This repository contains my implementations of most of the algorithms presented in the second edition of Sutton & Barto's seminal book Reinforcement Learning: An Introduction.
The motivation for this was a desire to deepen my understanding of these algorithms, and to display how simply many of them can be implemented, in hopes of inspiring others.
This also means that my implementations prioritize simplicity and readability over maximizing computational efficiency. Specifically, the choice of data representation is in many places suboptimal (e.g. using immutable tables), memoization is in many place omitted, the hyperparameters haven't been carefully tuned, and classic policy approximation tricks such as regularization and normalization have been omitted.
Algorithms for action selection seeking to optimizing cumulative reward in the multiarmed bandit problem:
- Greedy
- Greedy with optimistic initialization
- Epsilon greedy
- Upper confidence bound (UCB)
- Gradient bandit
Algorithms for policy evaluation and policy optimization when the environment model is known and tractable:
- Synchronous policy evaluation using dynamic programming
- Asynchronous policy evaluation using dynamic programming
- Policy evaluation by solving system of linear equations
- Policy iteration (with synchronous policy evaluation using dynamic programming)

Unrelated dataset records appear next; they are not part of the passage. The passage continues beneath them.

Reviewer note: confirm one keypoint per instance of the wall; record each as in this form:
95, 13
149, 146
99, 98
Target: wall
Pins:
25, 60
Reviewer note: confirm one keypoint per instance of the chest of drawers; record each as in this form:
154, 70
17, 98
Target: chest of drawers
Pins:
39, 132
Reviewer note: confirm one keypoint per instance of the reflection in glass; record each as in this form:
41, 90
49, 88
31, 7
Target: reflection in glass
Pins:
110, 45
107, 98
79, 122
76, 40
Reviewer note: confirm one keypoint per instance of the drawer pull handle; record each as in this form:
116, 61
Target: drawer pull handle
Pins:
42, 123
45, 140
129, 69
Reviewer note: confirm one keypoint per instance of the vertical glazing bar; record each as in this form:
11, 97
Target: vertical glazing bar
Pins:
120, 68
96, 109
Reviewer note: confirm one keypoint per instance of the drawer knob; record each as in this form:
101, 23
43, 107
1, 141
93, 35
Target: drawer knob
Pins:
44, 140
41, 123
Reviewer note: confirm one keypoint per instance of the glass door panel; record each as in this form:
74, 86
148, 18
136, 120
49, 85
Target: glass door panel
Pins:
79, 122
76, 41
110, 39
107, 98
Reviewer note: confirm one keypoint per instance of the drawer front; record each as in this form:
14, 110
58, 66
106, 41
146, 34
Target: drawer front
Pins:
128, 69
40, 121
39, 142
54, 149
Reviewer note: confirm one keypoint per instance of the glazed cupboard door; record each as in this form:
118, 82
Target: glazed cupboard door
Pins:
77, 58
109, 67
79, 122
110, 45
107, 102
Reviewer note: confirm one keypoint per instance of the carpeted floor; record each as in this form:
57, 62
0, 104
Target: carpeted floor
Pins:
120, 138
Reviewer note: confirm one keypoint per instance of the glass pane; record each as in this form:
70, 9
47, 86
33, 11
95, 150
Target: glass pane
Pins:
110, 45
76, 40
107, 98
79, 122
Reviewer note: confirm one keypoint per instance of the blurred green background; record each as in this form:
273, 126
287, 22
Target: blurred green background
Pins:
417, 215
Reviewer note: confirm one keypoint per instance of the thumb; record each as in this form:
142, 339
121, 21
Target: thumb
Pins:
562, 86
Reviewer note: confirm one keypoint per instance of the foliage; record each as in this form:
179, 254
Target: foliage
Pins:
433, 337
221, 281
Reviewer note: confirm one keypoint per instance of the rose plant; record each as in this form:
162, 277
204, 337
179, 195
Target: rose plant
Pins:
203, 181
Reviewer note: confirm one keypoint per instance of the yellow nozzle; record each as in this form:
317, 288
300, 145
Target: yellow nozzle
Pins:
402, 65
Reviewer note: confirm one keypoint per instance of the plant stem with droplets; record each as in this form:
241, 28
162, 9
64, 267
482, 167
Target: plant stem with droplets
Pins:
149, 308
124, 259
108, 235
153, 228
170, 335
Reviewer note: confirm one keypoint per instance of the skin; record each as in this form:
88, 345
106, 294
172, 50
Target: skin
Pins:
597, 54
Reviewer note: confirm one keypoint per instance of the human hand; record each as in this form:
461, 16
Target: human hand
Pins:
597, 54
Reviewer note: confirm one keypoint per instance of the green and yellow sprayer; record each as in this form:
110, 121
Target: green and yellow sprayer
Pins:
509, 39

- Synchronous value iteration
- Real-time value iteration
- Value iteration with prioritized sweeping
Algorithms for evaluating a policy when the environment model is unknown but the state space is known and tractable: and explored by following the policy:
- Monte Carlo
- TD(0)
- n-step TD
- TD(lambda) with Dutch traces (known in book as True Online TD(lambda))
- Sarsa
Algorithms for evaluating a policy when the environment model is unknown but the state space is known and tractable: and explored by following another policy:
- Monte Carlo with weighted importance sampling
- Expected Sarsa
- n-step tree backup
Algorithms for finding an optimal policy when the environment model is unknown but the state space is known and tractable:
- Policy iteration with Sarsa
- Policy iteration with Expected Sarsa
- Q-learning
- Double Q-learning
- Dyna-Q
- Dyna-Q with prioritized sweeping
Algorithms for at decision time using a known environment model to improve upon the action selections of a suboptimal policy:
- Monte Carlo rollout
- Monte Carlo tree search (MCTS)
Algorithms for finding a near-optimal policy when the environment model is unknown and the state space is intractable:
- Policy iteration with Sarsa with linear action-value function approximation
- Policy iteration with Sarsa(lambda) with linear action-value function approximation
Algorithms for directly finding a near-optimal policy when the environment model is unknown and the state space is intractable:
- REINFORCE
- REINFORCE with baseline
- One-step Actor-Critic
- Actor-Critic with additive eligibility traces